We propose to develop the foundation of a Machine Learning (ML) model for autonomous interpretation of spectroscopic data, and demonstrate in a cloud-based application for interpretation mineralogical data. Our goal is to demonstrate a tool that can process a range of analytical techniques with a high degree of automation and performance that rival that of expert users with conventional analytical software. The automation and ease of use will enable automated analysis of large quantities of data, allow non-experts to extract valuable high-level scientific products from raw data, and empower experts with a new approach to data analysis.

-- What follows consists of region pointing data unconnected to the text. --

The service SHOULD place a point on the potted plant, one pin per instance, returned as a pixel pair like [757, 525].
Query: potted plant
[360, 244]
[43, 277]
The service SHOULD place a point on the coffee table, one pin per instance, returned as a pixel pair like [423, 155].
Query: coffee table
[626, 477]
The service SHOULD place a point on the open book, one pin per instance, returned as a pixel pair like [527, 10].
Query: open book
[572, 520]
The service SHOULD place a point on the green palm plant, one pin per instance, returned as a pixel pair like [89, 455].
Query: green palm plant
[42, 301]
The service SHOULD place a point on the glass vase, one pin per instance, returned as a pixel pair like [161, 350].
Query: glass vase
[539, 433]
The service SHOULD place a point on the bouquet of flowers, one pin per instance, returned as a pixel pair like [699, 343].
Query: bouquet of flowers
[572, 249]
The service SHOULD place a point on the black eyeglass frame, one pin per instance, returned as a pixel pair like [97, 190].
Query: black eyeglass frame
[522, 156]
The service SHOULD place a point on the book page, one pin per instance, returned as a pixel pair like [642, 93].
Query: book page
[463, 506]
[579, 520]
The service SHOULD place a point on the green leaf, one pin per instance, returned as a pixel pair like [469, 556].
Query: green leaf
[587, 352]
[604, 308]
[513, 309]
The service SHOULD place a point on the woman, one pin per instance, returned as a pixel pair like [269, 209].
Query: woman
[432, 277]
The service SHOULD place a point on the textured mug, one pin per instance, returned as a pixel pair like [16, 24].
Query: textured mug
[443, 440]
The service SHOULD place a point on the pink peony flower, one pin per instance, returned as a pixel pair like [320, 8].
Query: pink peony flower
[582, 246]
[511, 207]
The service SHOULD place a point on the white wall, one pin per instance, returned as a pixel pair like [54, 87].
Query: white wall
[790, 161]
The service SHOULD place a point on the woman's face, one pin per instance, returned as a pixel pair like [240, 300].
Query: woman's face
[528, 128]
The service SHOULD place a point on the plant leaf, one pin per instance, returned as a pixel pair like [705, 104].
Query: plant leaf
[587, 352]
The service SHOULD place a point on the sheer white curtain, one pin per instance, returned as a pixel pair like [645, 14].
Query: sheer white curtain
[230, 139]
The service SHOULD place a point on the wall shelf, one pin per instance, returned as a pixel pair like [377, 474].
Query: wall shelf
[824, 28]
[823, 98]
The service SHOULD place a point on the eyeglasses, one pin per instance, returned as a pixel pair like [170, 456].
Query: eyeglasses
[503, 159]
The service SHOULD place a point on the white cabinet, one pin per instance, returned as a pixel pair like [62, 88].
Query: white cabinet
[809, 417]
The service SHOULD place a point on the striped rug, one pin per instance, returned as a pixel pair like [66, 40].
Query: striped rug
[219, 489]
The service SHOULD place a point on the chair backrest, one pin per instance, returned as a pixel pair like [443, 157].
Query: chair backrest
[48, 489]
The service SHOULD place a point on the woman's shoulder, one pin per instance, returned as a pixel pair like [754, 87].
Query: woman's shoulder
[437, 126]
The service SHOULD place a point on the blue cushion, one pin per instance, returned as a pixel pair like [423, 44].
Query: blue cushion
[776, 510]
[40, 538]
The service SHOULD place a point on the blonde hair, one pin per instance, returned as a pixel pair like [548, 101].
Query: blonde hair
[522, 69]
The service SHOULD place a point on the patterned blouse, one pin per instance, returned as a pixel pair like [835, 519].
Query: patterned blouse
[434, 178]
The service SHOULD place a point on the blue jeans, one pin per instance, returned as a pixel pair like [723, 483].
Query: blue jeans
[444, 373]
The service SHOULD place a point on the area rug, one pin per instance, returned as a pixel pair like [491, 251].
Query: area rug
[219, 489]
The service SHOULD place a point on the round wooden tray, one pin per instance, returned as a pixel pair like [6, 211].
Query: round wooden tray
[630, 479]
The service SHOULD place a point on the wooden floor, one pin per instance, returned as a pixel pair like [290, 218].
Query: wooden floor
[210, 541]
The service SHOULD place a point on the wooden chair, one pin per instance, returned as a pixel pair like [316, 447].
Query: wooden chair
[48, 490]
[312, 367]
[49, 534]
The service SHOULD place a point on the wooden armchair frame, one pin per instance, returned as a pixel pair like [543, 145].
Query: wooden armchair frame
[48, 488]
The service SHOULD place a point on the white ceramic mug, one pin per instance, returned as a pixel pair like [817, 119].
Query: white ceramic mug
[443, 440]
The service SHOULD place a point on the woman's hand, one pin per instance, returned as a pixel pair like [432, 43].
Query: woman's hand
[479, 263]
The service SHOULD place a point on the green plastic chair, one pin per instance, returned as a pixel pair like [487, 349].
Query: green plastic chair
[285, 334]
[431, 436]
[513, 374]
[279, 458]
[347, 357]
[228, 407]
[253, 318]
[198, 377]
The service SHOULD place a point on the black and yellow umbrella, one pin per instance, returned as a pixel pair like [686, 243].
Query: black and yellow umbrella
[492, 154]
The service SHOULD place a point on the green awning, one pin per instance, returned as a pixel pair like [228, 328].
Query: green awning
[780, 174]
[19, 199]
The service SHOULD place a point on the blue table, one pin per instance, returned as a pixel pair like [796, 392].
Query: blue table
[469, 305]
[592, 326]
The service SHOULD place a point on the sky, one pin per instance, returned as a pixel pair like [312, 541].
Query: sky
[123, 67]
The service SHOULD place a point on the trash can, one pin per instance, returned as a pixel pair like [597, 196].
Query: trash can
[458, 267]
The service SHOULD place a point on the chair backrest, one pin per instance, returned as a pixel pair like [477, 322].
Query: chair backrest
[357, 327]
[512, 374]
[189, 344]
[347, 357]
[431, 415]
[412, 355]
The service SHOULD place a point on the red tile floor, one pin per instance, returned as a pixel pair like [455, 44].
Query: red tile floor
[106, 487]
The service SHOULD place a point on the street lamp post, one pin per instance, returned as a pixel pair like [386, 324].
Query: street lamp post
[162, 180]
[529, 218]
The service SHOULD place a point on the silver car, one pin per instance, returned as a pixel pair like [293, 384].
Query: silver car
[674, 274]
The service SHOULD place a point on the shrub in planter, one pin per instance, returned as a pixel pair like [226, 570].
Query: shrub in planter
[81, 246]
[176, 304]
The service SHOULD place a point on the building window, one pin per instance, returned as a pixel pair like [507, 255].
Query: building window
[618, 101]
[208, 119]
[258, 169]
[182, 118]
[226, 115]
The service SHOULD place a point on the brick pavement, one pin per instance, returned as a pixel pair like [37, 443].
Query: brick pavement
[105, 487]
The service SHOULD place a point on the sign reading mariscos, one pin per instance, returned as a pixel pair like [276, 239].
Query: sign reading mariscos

The model demonstrated with this effort will provide the base on which methods for automated analysis spectroscopic data can be developed for implementation in autonomous rovers and spacecrafts.
While our proposed approach can be –and will be– extended to more analytical techniques, we are focusing our current development on two methods: X-ray diffraction (XRD), a well-established technique for identification and quantification of crystalline materials, currently deployed on Mars in Curiosity, and Raman spectroscopy, a more recent method that has shown increasing popularity over the last decade and that will be deployed in upcoming Mars missions including Mars 2020. XRD and Raman provide two different case studies on which we will ultimately develop a technique-agnostic analytical tool.
Analysis of mineralogical data in planetary exploration using our web-app QAnalyze (X-ray diffraction, Raman spectroscopy, and more). Model for on-board autonomous analysis of a wide range of spectral data from rovers used in planetary exploration or ISRU, or for remote sensing platform fitted with spectroscopic instruments.
Provide rapid, accurate, and automated data analysis of XRD patterns and Raman spectra in a Software as a Service model. New applications opportunities in a wide range of industries (oil and mining exploration, pharma, etc) for discovery, quality control and process monitoring.